Maaile, Ocak '17 sayısı

21.01.2017
Hicret OSTA





 “YÜREK” İNSANI  

     Yürekdede ile Padişah, Cahit Zarifoğlu’nun  çocuk kitabı görünümlü fakat özünde yetişkinlere de hitap eden, devlet-halk ilişkisinin inanç düzlemindeki yapısını naif bir üslupla hikaye eden eseridir. Kitap içinde geçen öykünün kabuğunda, Yürek Hasan (yani Yürekdede) ile hanımı Ayşe Nine’nin köyden yaylaya göçleri esnasında yaşadıkları olay dizisini izleriz. Tebdil-i kıyafet yapan padişah ve vezirlerine rast gelen yaşlı çiftimiz, yolculuk esnasında sahip oldukları tek develerini misafirleri için sofrada sunmaktan geri durmazlar. Nihayetinde padişahın takdirini kazanan bu davranış neticesinde, Yürekdede şehre davet edilir ve fakat Yürekdede hikayenin sonunda bir kez daha asıl Padişah’a ulaşmanın şükrü içerisindedir yalnızca. Fakat bu noktaya gelinceye dek hikayenin vurguladığı adil düzen ve devlet reisliği profilinin altındaki sağlam aile yapısının mevcudiyetini görmek, kitabın ana mesajlarından birini teşkil etmektedir.

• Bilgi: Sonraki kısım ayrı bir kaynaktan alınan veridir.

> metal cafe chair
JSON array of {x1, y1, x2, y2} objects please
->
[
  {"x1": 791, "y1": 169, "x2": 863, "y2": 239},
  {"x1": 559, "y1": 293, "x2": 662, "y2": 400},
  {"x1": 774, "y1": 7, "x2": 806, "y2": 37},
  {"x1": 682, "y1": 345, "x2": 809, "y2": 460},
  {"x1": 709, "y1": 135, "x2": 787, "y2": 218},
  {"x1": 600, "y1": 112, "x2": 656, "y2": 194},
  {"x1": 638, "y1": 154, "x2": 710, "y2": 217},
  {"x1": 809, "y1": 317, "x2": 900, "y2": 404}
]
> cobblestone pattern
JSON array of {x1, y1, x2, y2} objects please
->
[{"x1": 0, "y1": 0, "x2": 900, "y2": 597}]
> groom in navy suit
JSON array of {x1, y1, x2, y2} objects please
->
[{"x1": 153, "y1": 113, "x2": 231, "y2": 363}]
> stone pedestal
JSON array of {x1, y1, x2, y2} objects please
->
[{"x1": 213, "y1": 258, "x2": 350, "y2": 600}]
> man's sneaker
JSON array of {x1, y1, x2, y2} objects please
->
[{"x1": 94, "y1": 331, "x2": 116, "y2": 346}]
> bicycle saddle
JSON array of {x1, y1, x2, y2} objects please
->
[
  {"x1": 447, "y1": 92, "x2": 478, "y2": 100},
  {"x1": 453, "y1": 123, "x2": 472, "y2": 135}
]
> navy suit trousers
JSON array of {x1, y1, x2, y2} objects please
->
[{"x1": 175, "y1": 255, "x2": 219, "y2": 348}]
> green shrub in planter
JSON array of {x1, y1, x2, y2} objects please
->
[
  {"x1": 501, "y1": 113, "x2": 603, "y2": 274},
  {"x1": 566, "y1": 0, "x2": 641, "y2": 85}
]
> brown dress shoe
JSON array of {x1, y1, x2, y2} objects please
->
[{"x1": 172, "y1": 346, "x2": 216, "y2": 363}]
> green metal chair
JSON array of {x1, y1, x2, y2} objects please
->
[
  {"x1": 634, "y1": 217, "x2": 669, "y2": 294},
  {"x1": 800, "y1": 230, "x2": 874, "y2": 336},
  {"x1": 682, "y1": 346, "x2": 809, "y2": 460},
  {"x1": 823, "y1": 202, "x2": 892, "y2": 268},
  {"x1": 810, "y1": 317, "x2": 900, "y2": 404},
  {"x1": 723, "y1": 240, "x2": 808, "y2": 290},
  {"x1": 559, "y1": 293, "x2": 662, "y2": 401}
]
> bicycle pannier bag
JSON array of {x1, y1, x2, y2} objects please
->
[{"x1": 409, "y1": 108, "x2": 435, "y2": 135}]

     Yürekdede ile Ayşe Nine’nin yürekleri ısıtan aile tablosu içinde insanlara örnekledikleri davranışlar, kitabın başı ve sonu arasında hiç kesilmeden birbirini takip eder. Bu sürerliliğin tuğla gibi ördüğü sağlam aile yapısı ise bizzat yönetimde olan devletin de mahiyeti hakkında bilgi verir. Böylece halk içindeki sıradan bir insandan en tepedeki yöneticiye kadar birbirine eklemlenen bir iyilik-güzellik halkası örülür.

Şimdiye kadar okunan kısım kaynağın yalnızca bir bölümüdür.